Genetics of Nitrofurazone Resistance in Escherichia coli

Abstract
Wild-type E. coli cells are sensitive to nitrofurazone (NF) and many other nitrofuran derivatives. A variety of evidence indicated that these compounds are converted to toxic active metabolites by reductases present in the bacteria. Sensitive E. coli K-12 acquired 3-fold greater resistance to NF in 1 mutational step. These partially resistant mutants could undergo a 2nd mutation that made them 10 times as resistant as the wild-type. Mutation of wild-type strain K-12 to the higher level of resistance in a single step was not observed. The 1st mutational step was associated with partial loss of reduced NADP-linked, O2-insensitive NF reductase activity, and the 2nd step was associated with loss of the remaining activity. The 2-step mutants contained other NF reductases that were inhibited by O2 and reduced NF only under anaerobic conditions. The genes that control reductase activity were designated as nitrofuran sensitivity genes (nfsA and nfsB).

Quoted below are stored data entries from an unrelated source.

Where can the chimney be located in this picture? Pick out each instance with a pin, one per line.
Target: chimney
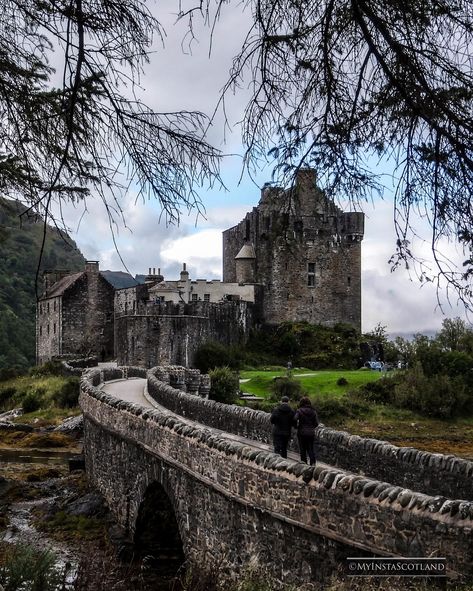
(92, 267)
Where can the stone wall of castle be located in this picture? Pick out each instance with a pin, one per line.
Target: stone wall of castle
(169, 333)
(308, 255)
(402, 467)
(79, 320)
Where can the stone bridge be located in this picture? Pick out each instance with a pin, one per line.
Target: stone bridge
(194, 479)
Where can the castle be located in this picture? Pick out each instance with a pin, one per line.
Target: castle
(294, 257)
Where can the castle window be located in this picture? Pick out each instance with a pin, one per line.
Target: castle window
(311, 274)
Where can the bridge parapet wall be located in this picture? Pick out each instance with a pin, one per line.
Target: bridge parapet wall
(353, 510)
(431, 473)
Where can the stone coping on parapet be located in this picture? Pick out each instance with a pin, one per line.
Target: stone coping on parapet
(455, 511)
(430, 473)
(362, 512)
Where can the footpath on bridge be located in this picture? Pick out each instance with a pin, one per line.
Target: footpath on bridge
(134, 390)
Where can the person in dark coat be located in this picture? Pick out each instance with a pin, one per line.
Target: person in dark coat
(306, 421)
(282, 419)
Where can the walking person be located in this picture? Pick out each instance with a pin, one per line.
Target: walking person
(282, 419)
(306, 421)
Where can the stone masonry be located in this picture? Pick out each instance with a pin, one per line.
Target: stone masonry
(75, 316)
(304, 250)
(234, 503)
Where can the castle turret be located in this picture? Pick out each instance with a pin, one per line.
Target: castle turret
(245, 264)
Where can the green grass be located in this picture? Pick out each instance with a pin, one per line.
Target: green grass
(313, 382)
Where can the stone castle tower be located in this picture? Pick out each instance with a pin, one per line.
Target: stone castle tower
(304, 250)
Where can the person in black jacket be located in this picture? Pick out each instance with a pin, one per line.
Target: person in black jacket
(282, 419)
(306, 421)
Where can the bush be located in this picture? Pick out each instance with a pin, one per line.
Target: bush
(336, 409)
(9, 373)
(284, 386)
(380, 391)
(438, 396)
(68, 395)
(28, 568)
(211, 355)
(50, 368)
(32, 401)
(7, 394)
(224, 385)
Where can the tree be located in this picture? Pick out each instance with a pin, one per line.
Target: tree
(65, 135)
(338, 83)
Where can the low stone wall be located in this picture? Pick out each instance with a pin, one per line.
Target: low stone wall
(434, 474)
(217, 485)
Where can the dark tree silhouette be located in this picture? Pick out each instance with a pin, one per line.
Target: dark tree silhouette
(340, 84)
(83, 129)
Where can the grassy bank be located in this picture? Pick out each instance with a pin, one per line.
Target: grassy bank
(323, 382)
(340, 407)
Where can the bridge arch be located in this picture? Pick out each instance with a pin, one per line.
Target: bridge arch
(157, 533)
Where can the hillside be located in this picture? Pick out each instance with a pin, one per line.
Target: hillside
(20, 242)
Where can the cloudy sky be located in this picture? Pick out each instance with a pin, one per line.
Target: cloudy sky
(178, 78)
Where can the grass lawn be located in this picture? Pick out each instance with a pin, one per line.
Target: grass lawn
(313, 382)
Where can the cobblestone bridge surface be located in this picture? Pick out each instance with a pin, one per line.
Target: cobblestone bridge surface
(196, 476)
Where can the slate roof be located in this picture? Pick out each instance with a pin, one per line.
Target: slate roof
(62, 285)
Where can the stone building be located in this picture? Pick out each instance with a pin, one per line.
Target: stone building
(165, 322)
(75, 314)
(304, 250)
(294, 257)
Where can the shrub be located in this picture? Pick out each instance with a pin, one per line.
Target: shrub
(224, 385)
(28, 568)
(50, 368)
(9, 373)
(68, 395)
(32, 401)
(438, 396)
(285, 386)
(211, 355)
(7, 394)
(336, 409)
(380, 391)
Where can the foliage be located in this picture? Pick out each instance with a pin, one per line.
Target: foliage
(311, 345)
(210, 355)
(438, 395)
(20, 243)
(321, 382)
(67, 396)
(224, 385)
(32, 401)
(286, 386)
(28, 568)
(50, 368)
(86, 131)
(333, 409)
(40, 392)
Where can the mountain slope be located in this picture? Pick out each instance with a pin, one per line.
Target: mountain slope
(20, 243)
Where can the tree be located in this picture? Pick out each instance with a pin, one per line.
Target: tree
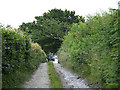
(48, 30)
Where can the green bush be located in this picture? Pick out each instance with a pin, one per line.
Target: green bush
(91, 49)
(19, 58)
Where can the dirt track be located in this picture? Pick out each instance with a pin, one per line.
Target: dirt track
(40, 78)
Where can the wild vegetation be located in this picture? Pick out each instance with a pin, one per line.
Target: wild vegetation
(20, 57)
(91, 49)
(55, 81)
(48, 30)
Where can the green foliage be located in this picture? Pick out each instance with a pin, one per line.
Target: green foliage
(55, 81)
(48, 30)
(20, 57)
(91, 49)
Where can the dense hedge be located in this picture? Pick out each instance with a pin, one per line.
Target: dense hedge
(20, 57)
(91, 49)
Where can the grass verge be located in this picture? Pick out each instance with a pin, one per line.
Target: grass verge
(55, 81)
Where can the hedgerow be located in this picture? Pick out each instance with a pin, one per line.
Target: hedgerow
(20, 57)
(91, 49)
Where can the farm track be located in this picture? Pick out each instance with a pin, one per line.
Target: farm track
(40, 78)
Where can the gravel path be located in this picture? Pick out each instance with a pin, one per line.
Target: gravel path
(40, 78)
(69, 79)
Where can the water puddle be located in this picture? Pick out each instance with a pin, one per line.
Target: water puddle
(69, 77)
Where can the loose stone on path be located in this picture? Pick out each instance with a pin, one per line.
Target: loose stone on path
(40, 79)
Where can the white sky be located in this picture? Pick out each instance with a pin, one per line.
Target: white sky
(14, 12)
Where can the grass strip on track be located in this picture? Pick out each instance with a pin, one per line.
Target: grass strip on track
(55, 81)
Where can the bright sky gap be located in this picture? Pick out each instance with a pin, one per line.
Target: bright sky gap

Thus, wild-type strains are nfsA+ nfsB+, and the resistant double mutants are nfsA nfsB. A variety of crosses established that these genes are both located close to gal, that the most probable sequence is lac nfsB gal nfsA, and that the single-step mutants with an intermediate level of resistance are nfsA nfsB+. The nfsA+ nfsB strains contained about 70-80% of the wild-type reductase I activity: apparently enough to confer wild-type sensitivity. This reductase activity was resistant to 2 M urea. The nfsA nfsB+ strains had only 20-30% of the wild-type activity, and this residual activity was sensitive to 2 M urea.